The unaudited results for January 2025 have recently been completed. The Group delivered Operating revenue of A$52.0m and Underlying EBITDA of A$29.1m in the month of January. As a result of this particularly strong performance, driven by the VMO2 contract, other licence renewals and an increase in application revenue, the January YTD unaudited position for the Group is Operating revenue of A$230.0m and Underlying EBITDA of A$67.2m.

The foreign exchange impact year-to-date through January 2025 is immaterial. Hansen operates with a broad mix of currencies and primarily incurs costs in the same countries where it generates revenue.

Outlook

Hansen remains on track to deliver its FY25 guidance first announced in August 2024 and reaffirmed earlier this month following the announcement of the transformative agreement with VMO2, a major EMEA based telecommunications company.

  • Revenues: A$398m – $405m
  • Underlying EBITDA: A$92m – $101m
  • Cash EBITDA[2]: A$76m – $85m

The FY25 Underlying EBITDA margin is expected to be between 23-25% and Cash EBITDA Margins of 19-21%.

Industry tailwinds from both Hansen verticals are driving increased demand for the Group products and services globally. The Group is optimistic about its earnings potential for 2H25 and beyond.

Investor and Analyst Briefing

An investor and analyst briefing will be held on 19 February 2025 at 10am Melbourne time to discuss the 1H25 results. The briefing will be webcast and accessible via the link below. Once pre-registered, you will be invited to add the Webcast to your calendar.

https://webcast.openbriefing.com/hsn-hyr-2025/

 

For further information: Investor and analyst enquiries

Peter Beamsley. Head of Investor Relations

+61 438 799 631

Investor.Relations@hansencx.com

 

About Hansen

Hansen Technologies (ASX: HSN) is a leading global provider of software and services to the Energy & Utilities and Communications & Media industries. With its award-winning software portfolio, Hansen serves customers in over 80 countries, helping them to create, sell, and deliver new products and services, manage and analyse customer data, and control critical revenue management and customer support processes.
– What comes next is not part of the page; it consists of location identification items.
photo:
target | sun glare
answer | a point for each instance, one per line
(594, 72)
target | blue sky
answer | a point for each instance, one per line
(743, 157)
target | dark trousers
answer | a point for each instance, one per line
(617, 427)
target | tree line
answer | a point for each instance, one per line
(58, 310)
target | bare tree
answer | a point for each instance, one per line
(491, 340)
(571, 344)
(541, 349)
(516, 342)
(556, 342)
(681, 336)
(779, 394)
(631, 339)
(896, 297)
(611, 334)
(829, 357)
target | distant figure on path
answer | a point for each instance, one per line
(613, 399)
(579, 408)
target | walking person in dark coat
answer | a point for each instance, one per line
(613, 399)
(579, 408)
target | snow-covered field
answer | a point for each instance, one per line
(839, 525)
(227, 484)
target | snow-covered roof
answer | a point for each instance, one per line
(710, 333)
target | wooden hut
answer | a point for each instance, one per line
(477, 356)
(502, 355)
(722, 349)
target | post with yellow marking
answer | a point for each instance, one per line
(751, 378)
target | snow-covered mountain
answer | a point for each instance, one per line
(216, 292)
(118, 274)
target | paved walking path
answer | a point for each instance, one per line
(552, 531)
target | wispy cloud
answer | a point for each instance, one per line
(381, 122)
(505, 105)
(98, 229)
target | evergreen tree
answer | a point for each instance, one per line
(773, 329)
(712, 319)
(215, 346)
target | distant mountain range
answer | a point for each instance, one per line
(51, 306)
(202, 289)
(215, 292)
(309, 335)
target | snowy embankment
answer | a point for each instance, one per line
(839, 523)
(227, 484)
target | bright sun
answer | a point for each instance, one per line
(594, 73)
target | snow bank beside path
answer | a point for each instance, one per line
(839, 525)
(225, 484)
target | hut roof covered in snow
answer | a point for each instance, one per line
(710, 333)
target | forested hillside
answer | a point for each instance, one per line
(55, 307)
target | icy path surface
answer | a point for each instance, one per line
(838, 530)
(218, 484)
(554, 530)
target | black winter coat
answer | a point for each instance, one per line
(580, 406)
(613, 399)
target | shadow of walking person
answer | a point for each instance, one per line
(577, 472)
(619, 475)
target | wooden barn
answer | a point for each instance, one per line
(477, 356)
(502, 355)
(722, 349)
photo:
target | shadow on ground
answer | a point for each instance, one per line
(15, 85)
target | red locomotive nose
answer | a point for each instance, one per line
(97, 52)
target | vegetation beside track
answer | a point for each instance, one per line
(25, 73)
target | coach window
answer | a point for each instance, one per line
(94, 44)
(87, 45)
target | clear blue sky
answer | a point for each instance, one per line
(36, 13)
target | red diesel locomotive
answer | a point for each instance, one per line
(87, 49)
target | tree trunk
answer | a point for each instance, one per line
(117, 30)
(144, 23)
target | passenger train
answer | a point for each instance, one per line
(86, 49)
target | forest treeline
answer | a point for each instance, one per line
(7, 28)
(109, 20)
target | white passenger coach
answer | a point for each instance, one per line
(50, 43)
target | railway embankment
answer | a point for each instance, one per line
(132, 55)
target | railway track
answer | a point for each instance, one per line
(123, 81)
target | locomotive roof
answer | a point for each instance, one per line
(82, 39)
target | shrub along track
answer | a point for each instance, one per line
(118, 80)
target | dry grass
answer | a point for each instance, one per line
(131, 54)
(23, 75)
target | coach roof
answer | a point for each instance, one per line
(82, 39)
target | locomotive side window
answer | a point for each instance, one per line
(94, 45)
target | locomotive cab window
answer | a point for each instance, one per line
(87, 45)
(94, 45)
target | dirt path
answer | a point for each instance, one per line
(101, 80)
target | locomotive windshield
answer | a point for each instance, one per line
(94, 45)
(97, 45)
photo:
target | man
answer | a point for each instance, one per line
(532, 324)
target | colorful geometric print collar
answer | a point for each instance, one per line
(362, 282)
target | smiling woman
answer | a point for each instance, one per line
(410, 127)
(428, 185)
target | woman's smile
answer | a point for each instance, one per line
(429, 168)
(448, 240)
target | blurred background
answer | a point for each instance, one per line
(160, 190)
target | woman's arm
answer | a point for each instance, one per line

For more information, visit www.hansencx.com

 

Important Information

This announcement contains forward-looking statements that involve subjective judgement and analysis and are subject to significant uncertainties, risks and contingencies, many of which are outside the control of, and are unknown to the Company. These forward-looking statements use words such as ‘potential’, ‘expect’, ‘anticipate’, ‘intend’, ‘plan’, ‘target’ and ‘may’, and other words of similar meaning. No representation, warranty or assurance (express or implied) is given or made in relation to any forward-looking statement by any person (including the Company). Actual future events may vary materially from the forward-looking statements and the assumptions on which the forward-looking statements are based. Given these uncertainties, readers are cautioned not to place undue reliance on such forward-looking statements. Subject to the Company’s continuous disclosure obligations at law and under the listing rules of the Australian Securities Exchange, the Company disclaims any obligation to update or revise any forward-looking statements. The factors that may affect the Company’s future performance include, among others: changes in economic conditions; changes in the legal and regulatory regimes in which the Company operates; litigation or government investigations; competitive developments affecting our products; changes in behaviour of major customers, suppliers and competitors; acquisitions and divestitures; the success of research and development activities and the Company’s ability to protect its intellectual property.

[1] Cash EBITDA is Underlying EBITDA excluding capitalised development costs.
[2] Cash EBITDA is Underlying EBITDA excluding capitalised development costs.